In 2021, after briefly working with cooperatives around the country, the founders opened their own atelier – Beni Rugs. Now, every part of the creative process happens within their 10,000-square-foot workshop. From design and dyeing to washing and trimming, each rug is formed in-house. At the centre of the process is Rachida Ouilki, a master weaver and the first person Wright and Lobo-Navia brought on board. Now head of training and technique, Ouilki began weaving at the age of 12, learning alongside her mother and sister in a small workshop in Marrakech. “After three years, we were able to start making rugs at home. My mother took the orders, and we would spend hours weaving together,” she recalls. The memory of that early learning is still vivid. “They used to sing when they started working on a rug,” she says.

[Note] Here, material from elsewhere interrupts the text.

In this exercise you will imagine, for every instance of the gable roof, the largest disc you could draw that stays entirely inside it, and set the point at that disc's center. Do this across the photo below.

Ouilki’s journey led her to independent workshops before she was introduced to Wright and Lobo-Navia through a Medina-based dyer. “They gave me a sample pattern to complete as a test. They were happy with my work, so we began to build a team of Beni weavers and products together,” she recalls. Today, Ouilki oversees training, mentors new artisans and collaborates closely with the design team. “Before, I had to do everything – buy materials, find orders and source clients. Now I have a stable income and can just focus on the craft,” she says.

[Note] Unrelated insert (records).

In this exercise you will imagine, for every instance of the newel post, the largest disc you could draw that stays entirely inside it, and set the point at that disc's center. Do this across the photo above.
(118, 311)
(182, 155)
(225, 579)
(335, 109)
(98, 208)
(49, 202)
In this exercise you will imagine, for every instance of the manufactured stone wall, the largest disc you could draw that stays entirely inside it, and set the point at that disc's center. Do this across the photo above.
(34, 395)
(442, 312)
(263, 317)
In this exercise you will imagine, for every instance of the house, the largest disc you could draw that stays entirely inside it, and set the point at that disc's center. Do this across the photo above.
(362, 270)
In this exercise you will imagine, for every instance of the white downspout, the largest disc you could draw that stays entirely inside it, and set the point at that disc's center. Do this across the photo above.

The focus at Beni remains its community of weavers. The studio is not just a workplace, but a space designed for comfort and continuity. There’s a courtyard where the women have tea, with each loom offering views of the central garden. Transport and lunch are provided, with childcare also accounted for. Every worker is paid two to four times the national average, with salaries increasing as their skill level advances. Thanks to the founders’ ethical practices, Beni Rugs is one of the few Moroccan rug ateliers certified by Label Step, a fair trade organisation protecting the rights of weavers worldwide. This kind of infrastructure is rare in the rug industry.
“Most of these women had never seen their craft treated with this kind of respect,” emphasises Lobo-Navia. “They’re used to being invisible in the process. We wanted to change that.” Ouilki agrees: “Here, I feel proud,” she says. “I am able to practise my craft while also earning good money.” Some weavers arrive with experience, while others learn from scratch. Beni’s training system allows them to move from apprentice to technician to master, creating a long-term career path. Wahiba El Garrai, 22, joined after her mother encouraged her to apply. “She started working here first and was very happy with the environment,” says Garrai. In her early months, she learned everything from knotting to flat-weaving, then gradually how to interpret and execute complex designs. “When I weave, it feels like I’m drawing – it’s how I express myself,” she shares. The impact is personal and generational.
Beni continues to evolve its approach based on the weavers’ needs. While the central atelier remains the creative hub, the team is now building satellite studios in rural areas. “We realised that not every woman can – or should – leave her village,” says Lobo-Navia. “We want to bring the work closer to them, so they can stay rooted in their communities.” The first hub is complete, and set to open this month. “It’s about meeting people where they are,” he continues. “Not disrupting their lives, but enhancing them.” For the founders, this balance between innovation and heritage defines Beni Rugs. While the methods used follow age-old weaving practices, the designs themselves are contemporary and created in-house. Some rugs begin with a sketch while others evolve from a colour palette or material. Recent collections have drawn on everything from Brazilian modernism to Bauhaus.
A 2024 collaboration with French design firm Studio KO drew on the idea of memory and ways of recording history, resulting in a line that played with symmetry and texture. While many clients choose from the in-house collections – often inspired by art movements, architectural periods or specific palettes – some arrive with visions of their own. Those seeking something personal are invited to Beni’s Tribeca or Marrakech showroom, where they’re offered mint tea and Moroccan dates before looking over yarn swatches.
“It’s deeply collaborative,” says Lobo-Navia. “We go through a few iterations, translating the client’s inspiration into something that can live in wool and knot.” The process begins with a visual framework, then sketches and renderings are developed before weaving begins. A standard two‑by‑three‑metre rug takes roughly 12‑16 weeks: six to eight weeks for weaving, two weeks for washing, and a week or more for trimming and finishing. The washing is rigorous, with some rugs going through multiple cycles to ensure texture and softness.
The weavers are involved throughout the process, and master weavers like Ouilki weigh in on the feasibility of each project. Technical challenges, including the yarn thickness, knots and tension, are worked through collaboratively. “We aren’t just replicating the same old patterns anymore,” she says. “We’re discovering new ones.” For the co-founders, this collaboration is essential. “We do not impose a design and just walk away,” says Wright. “The women are involved in how it’s made and what needs adjusting. There's always a dialogue.”
Each rug produced by the atelier carries this legacy; a collaboration between ancestral practices and contemporary design. Once completed, the pieces are sent off to living rooms and spaces across the world. “They become the foundation of the room,” Wright concludes. “Often, they’re centred in places where we gather to talk or to share a meal. There’s something deeply human about this process. These rugs carry the stories of the hands that wove them, and once in a home, they begin holding new ones.